Ночью, проснувшись, она смотрела на него, спящего. Лицо у него во сне, когда не владел собою, было суровое, временами подергивалось, обнажая белый оскал зубов.
Что видел он, что приходило к нему в беспокойных его снах? Однажды спросила осторожно:
— Ты какие сны видишь, цветные или черно-белые?
Не ответил, только тень мрачная прошла по лицу.
А она считала дни. Он не сказал, но она чувствовала, спросить боялась: скоро конец его отпуску, раны зажили, скоро опять туда. Светила им вначале полная луна, потом — ровно отрезанная половина, а теперь поздно всходил узкий серп месяца. И, лежа на его плече, вдыхая ставший родным его запах (а если сильно вдохнуть, ударяло в голову, сразу теряла себя), она спросила о том, о чем трудно, неловко было спрашивать:
— Ты почему предохраняешься? Меня бережешь? А может, я хочу от тебя сына. Или доченьку. Не думай, я навязываться не стану и ничего не потребую. Была бы она только моей.
Он протянул руку за сигаретами, щелкнул зажигалкой, глубоко, во всю грудь затянулся. Она ждала. Он курил молча.
— Вот какой ты, ей-богу. Когда надо слово сказать, ты закуриваешь.
Щеки у нее горели.
Конечно, в группе уже все знали про них, и она слышала однажды, как Валька говорила: «Такой мужик, что ж он, лучше себе найти не мог?» Она ревниво ловила на нем взгляды молодых актрисулечек, ей казалось, что на него, и правда, не заглядеться нельзя, и мучилась втихомолку — ей ли с ними соперничать? — но тревога более сильная, не за себя, за него, вытеснила и это.
Как-то, ероша короткие ее волосы на затылке большой своей рукой, сказал:
— Для чего покрасилась, как все?

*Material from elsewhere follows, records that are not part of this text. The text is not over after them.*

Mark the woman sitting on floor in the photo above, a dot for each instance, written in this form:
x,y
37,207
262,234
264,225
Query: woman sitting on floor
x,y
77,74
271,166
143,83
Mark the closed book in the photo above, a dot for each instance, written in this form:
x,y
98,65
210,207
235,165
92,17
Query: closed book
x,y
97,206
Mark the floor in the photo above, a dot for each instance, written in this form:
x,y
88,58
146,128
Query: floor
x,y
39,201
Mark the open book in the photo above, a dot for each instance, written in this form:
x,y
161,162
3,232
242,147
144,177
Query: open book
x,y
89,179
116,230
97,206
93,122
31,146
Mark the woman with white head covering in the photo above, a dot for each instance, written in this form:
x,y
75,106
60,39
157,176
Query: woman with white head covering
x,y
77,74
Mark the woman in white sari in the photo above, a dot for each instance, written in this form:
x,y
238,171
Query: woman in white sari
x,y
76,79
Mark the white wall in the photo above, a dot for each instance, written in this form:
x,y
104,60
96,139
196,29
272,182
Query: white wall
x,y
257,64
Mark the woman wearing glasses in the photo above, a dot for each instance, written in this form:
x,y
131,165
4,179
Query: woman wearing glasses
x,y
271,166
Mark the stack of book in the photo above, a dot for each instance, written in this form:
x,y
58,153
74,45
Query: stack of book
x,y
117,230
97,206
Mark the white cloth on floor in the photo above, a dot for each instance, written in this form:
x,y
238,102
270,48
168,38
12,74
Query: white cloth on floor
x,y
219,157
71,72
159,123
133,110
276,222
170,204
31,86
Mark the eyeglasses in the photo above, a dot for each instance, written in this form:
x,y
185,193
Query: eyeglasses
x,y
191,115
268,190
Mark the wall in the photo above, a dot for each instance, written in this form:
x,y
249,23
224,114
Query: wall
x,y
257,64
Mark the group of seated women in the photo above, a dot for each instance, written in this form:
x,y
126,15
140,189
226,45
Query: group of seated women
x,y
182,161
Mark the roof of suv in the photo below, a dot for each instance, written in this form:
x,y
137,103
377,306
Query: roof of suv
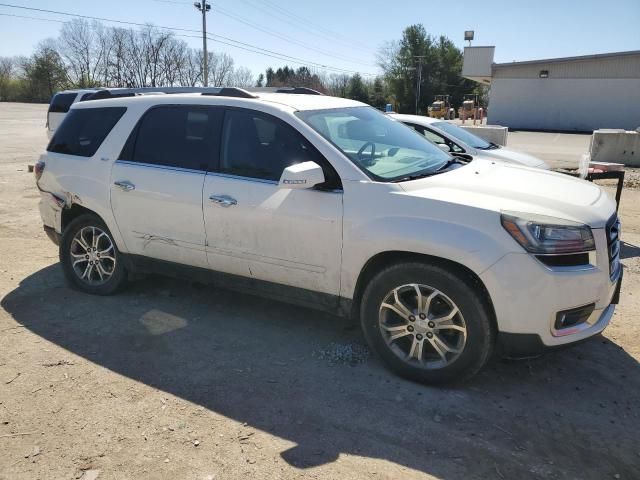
x,y
279,100
415,118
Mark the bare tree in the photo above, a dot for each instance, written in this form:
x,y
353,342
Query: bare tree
x,y
338,84
220,68
80,46
241,77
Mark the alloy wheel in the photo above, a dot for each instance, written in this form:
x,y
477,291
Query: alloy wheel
x,y
422,326
93,256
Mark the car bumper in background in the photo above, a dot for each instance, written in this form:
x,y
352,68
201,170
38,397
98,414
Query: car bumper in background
x,y
52,234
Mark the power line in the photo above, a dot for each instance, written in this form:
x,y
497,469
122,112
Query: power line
x,y
305,25
273,33
287,38
216,38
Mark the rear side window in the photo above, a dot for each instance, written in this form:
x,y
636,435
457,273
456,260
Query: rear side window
x,y
183,136
83,130
260,146
61,102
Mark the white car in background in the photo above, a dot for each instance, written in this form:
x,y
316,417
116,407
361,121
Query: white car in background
x,y
459,140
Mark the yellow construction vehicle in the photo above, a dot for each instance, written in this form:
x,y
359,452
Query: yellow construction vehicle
x,y
470,108
441,108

Вот и не узнаю, какой ты масти.
«Может, узнаешь еще», — готово уже было кокетливо соскочить с языка, но страшный смысл его слов пронзил ее.
«Ты все молчишь», — мысленно упрекала она его. И мысленно разговаривала с ним, казалось ей, он понимает без слов, слышит ее. Улыбка у него была такая обезоруживающая, лишний раз спросить — язык отнимался. Но чувствовала: жалеет ее, и чем дальше, тем больше. И с тихой радостью в душе, которой и сама порой не верила, с тревогой за него постоянной ходила как слепая. Спросить ее, что сегодня делалось на съемках, ясный был день или опять, чертыхаясь, ждали солнца, — не помнила. А недавно только этим и жила.

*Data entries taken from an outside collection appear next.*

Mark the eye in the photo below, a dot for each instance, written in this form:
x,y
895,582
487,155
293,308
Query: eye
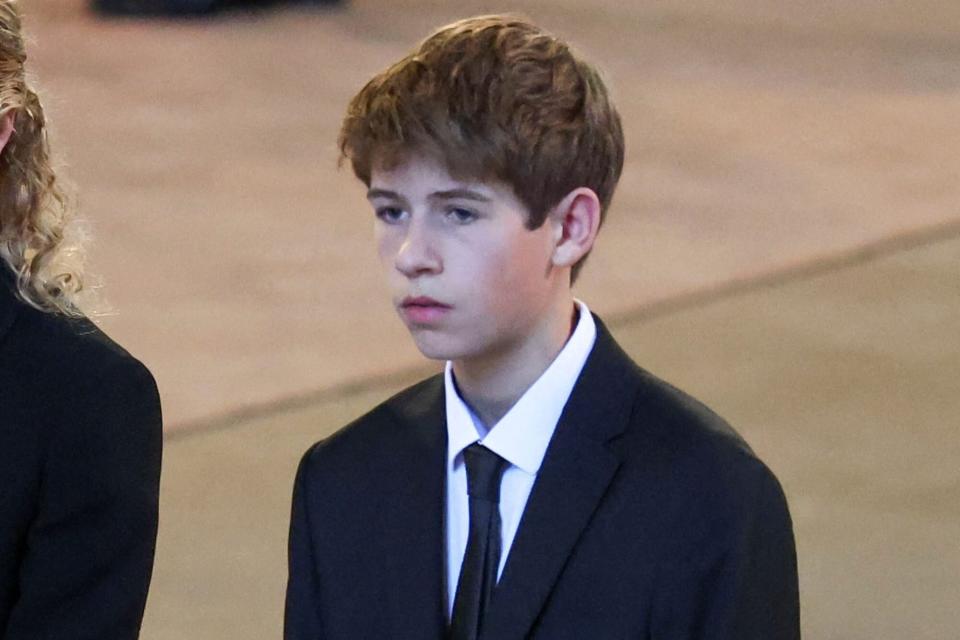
x,y
461,216
389,215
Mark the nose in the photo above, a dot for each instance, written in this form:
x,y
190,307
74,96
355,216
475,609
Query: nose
x,y
417,256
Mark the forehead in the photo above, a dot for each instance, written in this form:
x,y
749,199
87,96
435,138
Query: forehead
x,y
420,177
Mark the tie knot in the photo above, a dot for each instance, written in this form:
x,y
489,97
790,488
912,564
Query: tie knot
x,y
484,469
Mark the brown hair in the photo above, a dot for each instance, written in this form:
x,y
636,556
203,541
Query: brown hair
x,y
493,97
33,210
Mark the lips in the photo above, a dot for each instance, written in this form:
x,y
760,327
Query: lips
x,y
423,309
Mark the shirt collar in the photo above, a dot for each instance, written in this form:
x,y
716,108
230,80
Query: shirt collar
x,y
522,435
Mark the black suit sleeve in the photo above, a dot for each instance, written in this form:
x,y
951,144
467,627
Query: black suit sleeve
x,y
89,550
740,580
302,615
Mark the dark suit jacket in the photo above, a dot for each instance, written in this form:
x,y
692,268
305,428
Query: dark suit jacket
x,y
80,445
650,518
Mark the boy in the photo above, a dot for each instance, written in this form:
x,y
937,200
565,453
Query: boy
x,y
543,486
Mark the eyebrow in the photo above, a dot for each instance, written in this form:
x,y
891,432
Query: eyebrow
x,y
459,194
449,194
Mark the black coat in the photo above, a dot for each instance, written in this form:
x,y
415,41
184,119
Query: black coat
x,y
80,444
650,518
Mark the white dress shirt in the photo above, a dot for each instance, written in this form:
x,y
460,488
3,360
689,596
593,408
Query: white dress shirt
x,y
520,437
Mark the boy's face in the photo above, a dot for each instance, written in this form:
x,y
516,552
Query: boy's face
x,y
469,280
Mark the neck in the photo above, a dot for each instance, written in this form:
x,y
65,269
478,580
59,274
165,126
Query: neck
x,y
493,383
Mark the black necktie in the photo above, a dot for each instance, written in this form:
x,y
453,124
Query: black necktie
x,y
478,573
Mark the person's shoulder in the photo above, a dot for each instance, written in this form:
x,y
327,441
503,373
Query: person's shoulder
x,y
76,343
74,362
699,451
385,430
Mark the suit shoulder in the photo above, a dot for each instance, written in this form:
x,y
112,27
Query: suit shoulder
x,y
77,345
693,439
88,378
381,430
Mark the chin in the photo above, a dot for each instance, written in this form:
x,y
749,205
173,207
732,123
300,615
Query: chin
x,y
439,348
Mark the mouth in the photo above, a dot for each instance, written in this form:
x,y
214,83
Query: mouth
x,y
422,310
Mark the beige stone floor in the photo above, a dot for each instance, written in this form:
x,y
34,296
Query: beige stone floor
x,y
846,382
236,259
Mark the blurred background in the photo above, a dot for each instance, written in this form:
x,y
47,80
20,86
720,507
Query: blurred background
x,y
784,244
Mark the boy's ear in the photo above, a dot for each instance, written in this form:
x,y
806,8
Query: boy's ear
x,y
6,128
575,220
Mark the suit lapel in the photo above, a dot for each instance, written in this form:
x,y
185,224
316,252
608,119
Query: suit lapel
x,y
573,479
413,549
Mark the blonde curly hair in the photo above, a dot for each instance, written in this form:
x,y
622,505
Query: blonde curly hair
x,y
33,208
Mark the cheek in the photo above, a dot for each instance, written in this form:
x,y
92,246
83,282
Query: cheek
x,y
386,245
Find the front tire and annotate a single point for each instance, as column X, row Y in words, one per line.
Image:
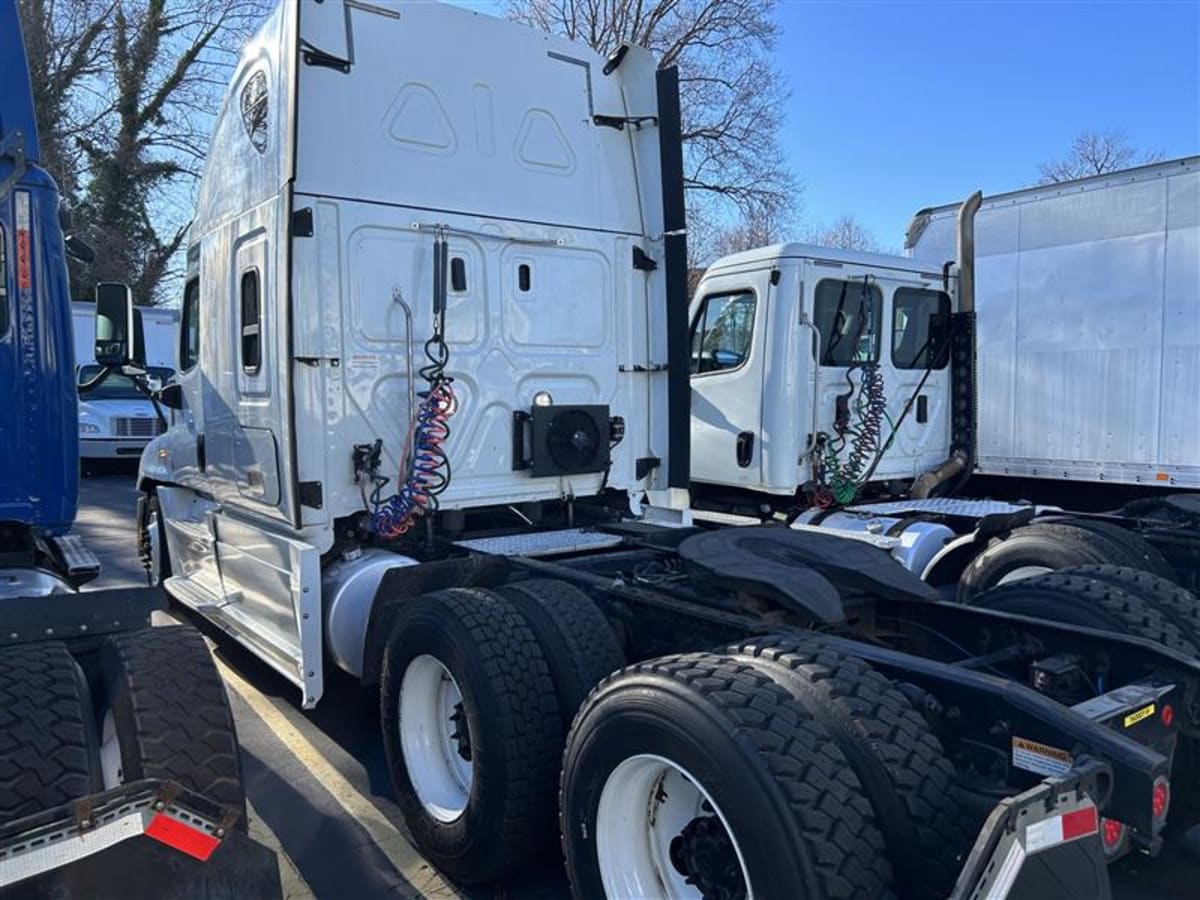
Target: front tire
column 699, row 775
column 472, row 732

Любили они на закате под крики чаек и шум набегающих волн уйти далеко по берегу, где уже никого знакомых не встретишь, и тепло ей было в его десантном камуфляжном бушлате, наброшенном ей на плечи; руками, выпростанными из длинных рукавов, сжимает его у горла, а полы едва не до колен. И так стоят они, смотрят, как солнце раскаленное опускается в воды моря, вот скрылось совсем, дальней волной заплеснуло его, но долго еще в небе пылают золотистые облака. Видела же она, видела не раз — и море, и небо, и как солнце садится, — а только сейчас открылась ей вся эта непостижимая красота. И возвращаются, когда уже густо повысыпали звезды над морем.